Using the formula for variance of a variable, we get
\[Var\left( Y \right) = \dfrac{1}{n}\sum\limits_{i = 1}^n {{{\left( {{y_i} - \overline Y } \right)}^2}} \]
Substituting \[{y_i} = \dfrac{{a{x_i} + b}}{c}\] and \[\overline Y = \dfrac{{a\overline X + b}}{c}\] in the expression, we get
\[ \Rightarrow Var\left( Y \right) = \dfrac{1}{n}\sum\limits_{i = 1}^n {{{\left( {\dfrac{{a{x_i} + b}}{c} - \dfrac{{a\overline X + b}}{c}} \right)}^2}} \]
Splitting the L.C.M., we get
\[ \Rightarrow Var\left( Y \right) = \dfrac{1}{n}\sum\limits_{i = 1}^n {{{\left( {\dfrac{{a{x_i}}}{c} + \dfrac{b}{c} - \dfrac{{a\overline X }}{c} - \dfrac{b}{c}} \right)}^2}} \]
Subtracting the like terms, we get
\[ \Rightarrow Var\left( Y \right) = \dfrac{1}{n}\sum\limits_{i = 1}^n {{{\left( {\dfrac{{a{x_i}}}{c} - \dfrac{{a\overline X }}{c}} \right)}^2}} \]
Factoring the terms, we get
\[ \Rightarrow Var\left( Y \right) = \dfrac{1}{n}\sum\limits_{i = 1}^n {{{\left( {\dfrac{{a\left( {{x_i} - \overline X } \right)}}{c}} \right)}^2}} \]
Simplifying the expression, we get
\[ \Rightarrow Var\left( Y \right) = \dfrac{1}{n} \times {\left( {\dfrac{a}{c}} \right)^2} \times \sum\limits_{i = 1}^n {{{\left( {{x_i} - \overline X } \right)}^2}} \]
Applying the exponent on the base and rewriting, we get
\[ \Rightarrow Var\left( Y \right) = \dfrac{{{a^2}}}{{{c^2}}}\dfrac{1}{n}\sum\limits_{i = 1}^n {{{\left( {{x_i} - \overline X } \right)}^2}} \]

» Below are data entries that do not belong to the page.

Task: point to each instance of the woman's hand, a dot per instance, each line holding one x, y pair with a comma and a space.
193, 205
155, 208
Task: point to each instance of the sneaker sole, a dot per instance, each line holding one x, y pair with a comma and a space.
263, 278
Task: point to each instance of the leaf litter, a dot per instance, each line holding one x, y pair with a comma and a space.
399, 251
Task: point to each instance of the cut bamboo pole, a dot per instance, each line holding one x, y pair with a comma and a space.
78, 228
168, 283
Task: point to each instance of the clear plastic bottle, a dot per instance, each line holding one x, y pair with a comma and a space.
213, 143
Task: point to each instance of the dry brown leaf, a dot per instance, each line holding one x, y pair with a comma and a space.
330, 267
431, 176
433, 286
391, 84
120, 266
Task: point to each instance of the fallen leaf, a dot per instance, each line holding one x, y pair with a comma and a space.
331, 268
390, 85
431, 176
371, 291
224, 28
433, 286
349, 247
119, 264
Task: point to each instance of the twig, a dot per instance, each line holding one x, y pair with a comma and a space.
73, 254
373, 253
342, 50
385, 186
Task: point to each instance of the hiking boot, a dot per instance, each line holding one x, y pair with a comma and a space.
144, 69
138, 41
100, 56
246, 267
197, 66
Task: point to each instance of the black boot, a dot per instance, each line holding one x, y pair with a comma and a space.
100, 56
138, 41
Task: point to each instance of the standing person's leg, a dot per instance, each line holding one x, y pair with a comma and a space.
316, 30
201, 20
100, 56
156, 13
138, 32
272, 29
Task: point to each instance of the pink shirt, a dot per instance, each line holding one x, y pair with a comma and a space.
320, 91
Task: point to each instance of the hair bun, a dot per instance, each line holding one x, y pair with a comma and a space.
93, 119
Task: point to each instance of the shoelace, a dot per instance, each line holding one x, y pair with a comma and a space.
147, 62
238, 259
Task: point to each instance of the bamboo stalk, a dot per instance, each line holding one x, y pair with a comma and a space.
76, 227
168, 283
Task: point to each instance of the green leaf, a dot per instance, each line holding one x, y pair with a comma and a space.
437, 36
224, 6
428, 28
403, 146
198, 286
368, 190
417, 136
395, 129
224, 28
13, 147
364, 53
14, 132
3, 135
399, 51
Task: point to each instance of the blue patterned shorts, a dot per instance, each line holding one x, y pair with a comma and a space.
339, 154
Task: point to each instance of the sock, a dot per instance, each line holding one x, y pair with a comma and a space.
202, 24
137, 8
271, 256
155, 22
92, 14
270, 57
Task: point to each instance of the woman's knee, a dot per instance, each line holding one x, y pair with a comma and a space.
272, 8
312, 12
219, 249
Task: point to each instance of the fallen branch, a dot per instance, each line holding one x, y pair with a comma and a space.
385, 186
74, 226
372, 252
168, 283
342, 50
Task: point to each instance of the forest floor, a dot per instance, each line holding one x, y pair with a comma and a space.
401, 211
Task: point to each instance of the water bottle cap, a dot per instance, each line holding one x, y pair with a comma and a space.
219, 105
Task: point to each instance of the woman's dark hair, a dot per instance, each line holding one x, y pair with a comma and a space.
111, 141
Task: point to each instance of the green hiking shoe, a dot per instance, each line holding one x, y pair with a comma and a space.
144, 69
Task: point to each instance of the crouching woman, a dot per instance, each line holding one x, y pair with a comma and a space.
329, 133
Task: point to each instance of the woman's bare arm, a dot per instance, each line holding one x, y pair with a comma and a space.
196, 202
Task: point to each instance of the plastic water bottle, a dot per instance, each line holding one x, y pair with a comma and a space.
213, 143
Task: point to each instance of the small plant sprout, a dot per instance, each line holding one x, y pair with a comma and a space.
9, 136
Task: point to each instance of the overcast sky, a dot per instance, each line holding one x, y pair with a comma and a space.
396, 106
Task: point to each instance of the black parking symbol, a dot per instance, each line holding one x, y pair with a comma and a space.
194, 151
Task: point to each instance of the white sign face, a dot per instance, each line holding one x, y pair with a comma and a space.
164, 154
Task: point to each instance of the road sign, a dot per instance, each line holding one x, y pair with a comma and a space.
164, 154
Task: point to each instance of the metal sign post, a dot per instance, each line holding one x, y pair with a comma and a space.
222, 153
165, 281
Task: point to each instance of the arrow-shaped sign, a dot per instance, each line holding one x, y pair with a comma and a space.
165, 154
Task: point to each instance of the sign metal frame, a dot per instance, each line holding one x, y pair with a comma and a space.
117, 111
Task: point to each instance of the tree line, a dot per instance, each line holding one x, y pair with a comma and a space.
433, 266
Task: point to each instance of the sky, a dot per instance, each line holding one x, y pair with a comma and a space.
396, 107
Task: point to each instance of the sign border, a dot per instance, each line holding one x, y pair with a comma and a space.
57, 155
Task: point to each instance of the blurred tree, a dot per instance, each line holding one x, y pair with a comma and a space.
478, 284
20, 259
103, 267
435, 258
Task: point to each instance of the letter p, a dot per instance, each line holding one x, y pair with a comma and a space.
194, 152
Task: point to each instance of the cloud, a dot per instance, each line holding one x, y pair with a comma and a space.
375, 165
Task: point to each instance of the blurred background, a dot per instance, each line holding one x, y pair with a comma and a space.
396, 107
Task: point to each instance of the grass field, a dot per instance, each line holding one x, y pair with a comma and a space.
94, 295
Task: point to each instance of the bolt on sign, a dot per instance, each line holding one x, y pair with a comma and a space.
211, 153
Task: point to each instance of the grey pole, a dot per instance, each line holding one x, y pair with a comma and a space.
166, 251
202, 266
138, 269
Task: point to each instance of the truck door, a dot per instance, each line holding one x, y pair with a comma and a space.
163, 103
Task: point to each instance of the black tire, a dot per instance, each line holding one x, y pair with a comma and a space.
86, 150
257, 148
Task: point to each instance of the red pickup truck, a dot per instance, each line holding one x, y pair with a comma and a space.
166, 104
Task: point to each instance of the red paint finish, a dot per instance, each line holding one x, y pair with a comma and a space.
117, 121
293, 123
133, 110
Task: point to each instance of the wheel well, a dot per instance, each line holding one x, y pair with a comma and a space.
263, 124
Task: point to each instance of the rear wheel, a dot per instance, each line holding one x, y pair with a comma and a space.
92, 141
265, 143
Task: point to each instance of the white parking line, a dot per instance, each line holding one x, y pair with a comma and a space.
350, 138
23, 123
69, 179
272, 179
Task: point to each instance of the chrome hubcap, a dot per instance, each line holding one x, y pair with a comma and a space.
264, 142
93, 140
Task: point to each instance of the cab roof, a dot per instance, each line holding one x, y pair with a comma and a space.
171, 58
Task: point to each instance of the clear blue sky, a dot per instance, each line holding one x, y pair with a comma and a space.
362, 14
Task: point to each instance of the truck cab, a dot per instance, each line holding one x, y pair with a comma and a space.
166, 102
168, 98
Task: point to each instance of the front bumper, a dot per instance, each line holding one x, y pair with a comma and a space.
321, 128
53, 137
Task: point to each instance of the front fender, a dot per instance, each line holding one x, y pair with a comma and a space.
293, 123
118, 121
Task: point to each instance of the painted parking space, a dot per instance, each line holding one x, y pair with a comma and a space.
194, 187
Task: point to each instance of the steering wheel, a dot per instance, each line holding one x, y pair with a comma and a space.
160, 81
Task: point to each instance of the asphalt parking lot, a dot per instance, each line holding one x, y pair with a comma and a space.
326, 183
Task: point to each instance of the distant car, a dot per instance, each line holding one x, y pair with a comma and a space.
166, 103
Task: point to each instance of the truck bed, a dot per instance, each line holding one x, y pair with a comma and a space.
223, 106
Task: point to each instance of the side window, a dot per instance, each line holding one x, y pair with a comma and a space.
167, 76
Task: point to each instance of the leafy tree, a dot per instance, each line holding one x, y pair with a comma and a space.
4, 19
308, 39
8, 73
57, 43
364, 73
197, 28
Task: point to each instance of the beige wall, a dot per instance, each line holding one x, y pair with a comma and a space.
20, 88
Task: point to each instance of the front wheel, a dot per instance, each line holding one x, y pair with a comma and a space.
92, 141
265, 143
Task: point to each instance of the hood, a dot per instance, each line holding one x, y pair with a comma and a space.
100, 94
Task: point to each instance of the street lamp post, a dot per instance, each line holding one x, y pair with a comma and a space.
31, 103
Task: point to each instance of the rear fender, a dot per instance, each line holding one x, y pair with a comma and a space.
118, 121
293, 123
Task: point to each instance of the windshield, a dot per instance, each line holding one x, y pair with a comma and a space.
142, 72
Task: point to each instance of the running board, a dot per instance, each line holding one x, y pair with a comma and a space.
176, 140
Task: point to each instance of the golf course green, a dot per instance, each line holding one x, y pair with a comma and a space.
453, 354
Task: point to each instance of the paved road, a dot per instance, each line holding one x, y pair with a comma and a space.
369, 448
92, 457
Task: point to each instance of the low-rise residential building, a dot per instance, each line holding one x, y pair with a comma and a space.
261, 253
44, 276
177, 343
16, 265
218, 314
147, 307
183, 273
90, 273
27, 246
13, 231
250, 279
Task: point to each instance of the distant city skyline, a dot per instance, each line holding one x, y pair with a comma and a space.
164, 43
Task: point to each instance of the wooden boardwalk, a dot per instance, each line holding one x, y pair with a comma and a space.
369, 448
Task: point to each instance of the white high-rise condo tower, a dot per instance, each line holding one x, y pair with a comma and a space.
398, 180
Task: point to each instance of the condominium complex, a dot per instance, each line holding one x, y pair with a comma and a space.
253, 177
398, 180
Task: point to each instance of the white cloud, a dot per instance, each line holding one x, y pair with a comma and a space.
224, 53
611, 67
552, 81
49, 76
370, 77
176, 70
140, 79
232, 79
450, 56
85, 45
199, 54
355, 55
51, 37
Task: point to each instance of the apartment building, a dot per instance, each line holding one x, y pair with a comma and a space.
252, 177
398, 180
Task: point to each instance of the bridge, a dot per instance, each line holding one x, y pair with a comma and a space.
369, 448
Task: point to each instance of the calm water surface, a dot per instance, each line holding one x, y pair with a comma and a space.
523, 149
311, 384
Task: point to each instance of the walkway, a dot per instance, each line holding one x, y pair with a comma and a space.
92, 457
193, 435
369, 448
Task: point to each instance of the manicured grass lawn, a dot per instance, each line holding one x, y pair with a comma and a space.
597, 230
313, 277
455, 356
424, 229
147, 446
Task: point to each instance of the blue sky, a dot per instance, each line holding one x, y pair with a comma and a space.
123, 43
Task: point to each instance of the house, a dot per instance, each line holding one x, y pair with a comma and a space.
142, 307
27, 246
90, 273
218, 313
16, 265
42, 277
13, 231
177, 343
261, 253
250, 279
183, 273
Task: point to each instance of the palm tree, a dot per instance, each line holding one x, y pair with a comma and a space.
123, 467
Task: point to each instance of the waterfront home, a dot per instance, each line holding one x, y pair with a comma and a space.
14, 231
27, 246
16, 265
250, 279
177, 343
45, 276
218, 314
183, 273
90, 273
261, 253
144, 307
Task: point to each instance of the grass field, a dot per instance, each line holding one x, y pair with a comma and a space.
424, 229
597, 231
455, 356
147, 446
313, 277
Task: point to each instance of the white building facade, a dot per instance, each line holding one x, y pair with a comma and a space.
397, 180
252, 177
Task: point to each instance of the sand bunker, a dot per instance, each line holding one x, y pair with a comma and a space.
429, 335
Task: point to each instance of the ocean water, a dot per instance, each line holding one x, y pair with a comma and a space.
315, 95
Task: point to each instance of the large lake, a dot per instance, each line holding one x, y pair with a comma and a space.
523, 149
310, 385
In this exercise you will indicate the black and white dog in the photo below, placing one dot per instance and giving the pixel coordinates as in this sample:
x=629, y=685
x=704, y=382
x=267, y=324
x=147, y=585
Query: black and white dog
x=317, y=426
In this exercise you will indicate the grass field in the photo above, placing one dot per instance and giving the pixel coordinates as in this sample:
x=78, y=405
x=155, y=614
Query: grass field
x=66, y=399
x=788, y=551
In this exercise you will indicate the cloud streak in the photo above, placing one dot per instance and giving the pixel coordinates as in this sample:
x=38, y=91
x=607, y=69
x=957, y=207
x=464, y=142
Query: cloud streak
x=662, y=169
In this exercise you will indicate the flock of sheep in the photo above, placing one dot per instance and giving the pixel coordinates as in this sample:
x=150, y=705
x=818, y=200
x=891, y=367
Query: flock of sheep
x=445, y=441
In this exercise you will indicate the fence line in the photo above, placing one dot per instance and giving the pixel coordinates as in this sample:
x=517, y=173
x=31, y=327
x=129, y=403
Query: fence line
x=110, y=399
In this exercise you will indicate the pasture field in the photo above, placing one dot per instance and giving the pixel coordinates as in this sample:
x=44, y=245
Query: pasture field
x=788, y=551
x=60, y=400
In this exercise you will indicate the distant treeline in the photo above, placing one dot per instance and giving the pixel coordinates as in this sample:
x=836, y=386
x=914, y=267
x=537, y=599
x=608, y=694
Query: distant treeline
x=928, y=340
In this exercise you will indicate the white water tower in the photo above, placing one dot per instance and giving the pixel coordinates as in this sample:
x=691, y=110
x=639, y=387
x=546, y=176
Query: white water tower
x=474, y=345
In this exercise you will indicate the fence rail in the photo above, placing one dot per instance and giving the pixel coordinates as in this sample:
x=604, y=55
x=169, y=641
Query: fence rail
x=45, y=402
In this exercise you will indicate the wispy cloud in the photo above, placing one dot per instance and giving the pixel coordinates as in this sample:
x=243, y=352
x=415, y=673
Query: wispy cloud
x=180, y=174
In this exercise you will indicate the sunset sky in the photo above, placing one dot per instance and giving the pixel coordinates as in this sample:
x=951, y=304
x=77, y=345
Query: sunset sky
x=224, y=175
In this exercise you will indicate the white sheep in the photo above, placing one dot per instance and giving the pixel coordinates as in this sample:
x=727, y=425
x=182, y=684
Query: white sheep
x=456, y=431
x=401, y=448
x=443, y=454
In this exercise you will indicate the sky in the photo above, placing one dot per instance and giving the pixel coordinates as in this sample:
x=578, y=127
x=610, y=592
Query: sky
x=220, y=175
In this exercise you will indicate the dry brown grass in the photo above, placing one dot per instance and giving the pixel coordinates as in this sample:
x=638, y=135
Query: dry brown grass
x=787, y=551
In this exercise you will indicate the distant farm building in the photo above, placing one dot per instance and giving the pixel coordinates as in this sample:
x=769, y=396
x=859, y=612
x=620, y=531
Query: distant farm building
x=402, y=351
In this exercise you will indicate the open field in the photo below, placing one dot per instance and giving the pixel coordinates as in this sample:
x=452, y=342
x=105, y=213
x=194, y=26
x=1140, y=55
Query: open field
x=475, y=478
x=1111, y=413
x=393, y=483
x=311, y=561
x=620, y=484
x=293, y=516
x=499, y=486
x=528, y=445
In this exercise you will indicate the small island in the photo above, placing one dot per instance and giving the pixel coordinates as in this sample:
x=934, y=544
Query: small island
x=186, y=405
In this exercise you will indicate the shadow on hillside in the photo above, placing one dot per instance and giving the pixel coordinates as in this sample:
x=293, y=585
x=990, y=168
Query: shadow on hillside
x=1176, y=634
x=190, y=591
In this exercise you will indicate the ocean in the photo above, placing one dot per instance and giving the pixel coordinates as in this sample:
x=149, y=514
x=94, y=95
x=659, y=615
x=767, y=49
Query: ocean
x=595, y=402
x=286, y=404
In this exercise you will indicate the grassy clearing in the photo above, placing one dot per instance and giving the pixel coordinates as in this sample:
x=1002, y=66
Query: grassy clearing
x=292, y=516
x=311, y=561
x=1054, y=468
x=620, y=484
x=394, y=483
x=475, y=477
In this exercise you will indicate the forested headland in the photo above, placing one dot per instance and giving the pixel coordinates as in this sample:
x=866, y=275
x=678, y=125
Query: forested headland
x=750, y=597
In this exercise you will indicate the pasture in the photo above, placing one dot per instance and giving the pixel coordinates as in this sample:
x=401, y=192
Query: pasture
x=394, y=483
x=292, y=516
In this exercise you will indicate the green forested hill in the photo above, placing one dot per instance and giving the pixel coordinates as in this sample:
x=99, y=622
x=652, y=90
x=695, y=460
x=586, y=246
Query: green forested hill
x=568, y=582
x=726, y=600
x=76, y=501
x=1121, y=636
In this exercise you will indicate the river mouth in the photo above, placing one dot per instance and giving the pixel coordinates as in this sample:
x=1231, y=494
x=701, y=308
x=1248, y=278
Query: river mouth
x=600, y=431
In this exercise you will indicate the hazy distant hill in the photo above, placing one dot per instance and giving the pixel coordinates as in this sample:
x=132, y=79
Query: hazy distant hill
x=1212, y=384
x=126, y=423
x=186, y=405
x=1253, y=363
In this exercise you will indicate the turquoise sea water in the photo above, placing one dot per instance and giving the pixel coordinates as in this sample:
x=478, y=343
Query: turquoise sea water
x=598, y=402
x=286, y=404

Substituting \[{\sigma ^2} = \dfrac{1}{n}\sum\limits_{i = 1}^n {{{\left( {{x_i} - \overline X } \right)}^2}} \] in the expression, we get
\[ \Rightarrow Var\left( Y \right) = \dfrac{{{a^2}}}{{{c^2}}}{\sigma ^2}\]
The standard deviation of \[Y\] is the square root of \[Var\left( Y \right)\].
Therefore, taking the square root of both sides, we get
\[ \Rightarrow S.D.\left( Y \right) = \sqrt {\dfrac{{{a^2}}}{{{c^2}}}{\sigma ^2}} \]
Simplifying the expression, we get
\[ \Rightarrow S.D.\left( Y \right) = \left| {\dfrac{a}{c}} \right|\sigma \]
Substituting \[Y = \dfrac{{aX + b}}{c}\] in the equation, we get
\[ \Rightarrow S.D.\left( {\dfrac{{aX + b}}{c}} \right) = \left| {\dfrac{a}{c}} \right|\sigma \]
Therefore, we get the standard deviation of the variable \[\dfrac{{aX + b}}{c}\] as \[\left| {\dfrac{a}{c}} \right|\sigma \].

Thus, the correct option is option (c).

Note:
We simplified \[Var\left( Y \right) = \dfrac{1}{n}\sum\limits_{i = 1}^n {{{\left( {\dfrac{{a\left( {{x_i} - \overline X } \right)}}{c}} \right)}^2}} \] to \[Var\left( Y \right) = \dfrac{1}{n} \times {\left( {\dfrac{a}{c}} \right)^2} \times \sum\limits_{i = 1}^n {{{\left( {{x_i} - \overline X } \right)}^2}} \].
If all the terms of a series are multiplied, or divided by the same number, then the variance of the series is multiplied, or divided by the square of the same number.
This means that if \[z = px\], then \[Var\left( z \right) = {p^2}Var\left( x \right)\].